はい。経費の無駄遣いという観点で、ちょっと視点は違いますが、私ども地方自治体がセキュリティーを守るためにどれだけお金を使っているのかといったことについて国では少しお考えいただきたいなというふうに思います。費用との関係で、どれだけ市民がその費用を負担しながら、市民の利便性はどこに確保されているのかというようなこともかなりこれから大きな問題になってくるのではないかというふうに私は考えているところであります。

「住基ネットについて(4)」

共同通信

もう一度住基ネットでお聞きしたいのですが、先ほど、法律的には選択制というものは存在しないというふうにおっしゃいましたが、それは、今の時点では選択制というのは無理だというふうに市長が考えていらっしゃるという解釈でよろしいのでしょうか。

市長

そうではなくて、法律制度の中に選択制というのはないということです。これは初めから分かっていることです。われわれが、いわゆるとか、結果的選択制と言っているのは、選択制があると同じような効果が出ているという状態を言っているわけです。ですから、横浜方式という言い方もしますけれども、それを選択制というふうに呼んだり、いわゆる選択制と呼んだり、結果的選択制と呼んだりしているわけです。苦労しているわけです。

ですから、そこのところは誤解がないように申し上げなければならないのですが、法律制度でないけれども、横浜のような結果が出ている。それは、市民の意思がそこで実現できるという、そういう制度になっているわけです。ただ、総務省は認めていないのですけれども。しかし、市民の意思を無視して登録をする、接続をするという(状況の中で)、首長の、横浜市長の判断で行われているわけでありますので、そういう状態を札幌で実現できるかどうかということを今われわれは検討したということです。

共同通信

そうすると、今の段階では法律的には存在しないけれども、そういう実態をつくっていって、ゆくゆくはそれが違法ではないという方向性に持っていきたいということですか。

市長

それを違法と言うかどうかはまた別なのです。法律にないということと、そういう結果が生じていることについて、それが違法と言うかはまた別の問題だと私は思います。住基法が想定していない制度とでもいいましょうか。

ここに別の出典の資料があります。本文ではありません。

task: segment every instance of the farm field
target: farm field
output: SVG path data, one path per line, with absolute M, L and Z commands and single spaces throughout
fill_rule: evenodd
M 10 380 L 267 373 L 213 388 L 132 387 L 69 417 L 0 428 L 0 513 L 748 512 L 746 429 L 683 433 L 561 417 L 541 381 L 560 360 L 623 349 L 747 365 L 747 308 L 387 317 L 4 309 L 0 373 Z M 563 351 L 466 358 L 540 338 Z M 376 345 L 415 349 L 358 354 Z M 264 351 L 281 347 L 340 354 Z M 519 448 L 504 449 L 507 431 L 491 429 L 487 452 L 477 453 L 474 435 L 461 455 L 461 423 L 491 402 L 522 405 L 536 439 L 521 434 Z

ただ、個人情報ということについて、それは人権の一つだから自分でそれは守りたい、一方的に使われるのは嫌だというふうな意思を通すことも保護の対象になるのではないか。しかもそれが危ういという状況の中ではむしろそれは保護されるべき利益ではないかということから、いろいろ考えた上で出てきた状態であると。そういう状態を結果的選択制、あるいは横浜方式というような形で今認識をしているのではないかと思います。

共同通信

もう1点なのですが、そうすると、総務省は違法ということをずっと言ってきていると思うのですけれども、市長は違法ではないというふうに考えているということですね。

市長

違法ではないと思います。それは一番最初のときにそういうお話をしたと思います。法令解釈については、裁判所が最終的に判断をしなければならないことだと思いますので。

「敬老パスについて」

NHK

敬老パスについてお聞かせいただきたいのですけれども、市長は以前、見直しを考えるというようなことで市民アンケートをやった結果、今のご説明の中では見直した方がいい、自己負担してもいいのではないかというような意見が非常に強かったというアンケート結果が出たと。市長としてもこれはかなり重く受けとめていると思うのですけれども、今後の方向性としては、全く白紙であるのか、それともこのアンケート結果が一定の市長のお考えの方向性を示すものなのかというところをお聞かせいただきたいのですが。

市長

もちろん私は高齢者の皆さん方からもたくさん要望をちょうだいしております。老人クラブとか各区のそういう高齢者の皆さん方から直接話をしたいというふうな話もちょうだいしておりますので。

そこに私はこういうアンケート調査に基づいた具体的な提案を、選択可能な提案をさせていただきながら、どういう考えを皆さん方がお持ちなのか探っていくといいますか、選んでいただくというようなことがこれから進めるべきことではないかなと。具体的にやってまいりたいというふうに思います。

NHK

アンケート調査に基づいた提案ということは、つまりアンケート結果を強く反映した提案をしていくと。

市長

先ほど冒頭のご説明でも申し上げましたけれども、負担をすることも含めて具体的なご提案を申し上げて討論をしていただきたいというふうに思っております。

(以上)

この内容については、重複した言葉遣いや、明らかな言い直しがあったものなどを整理した上で作成しています。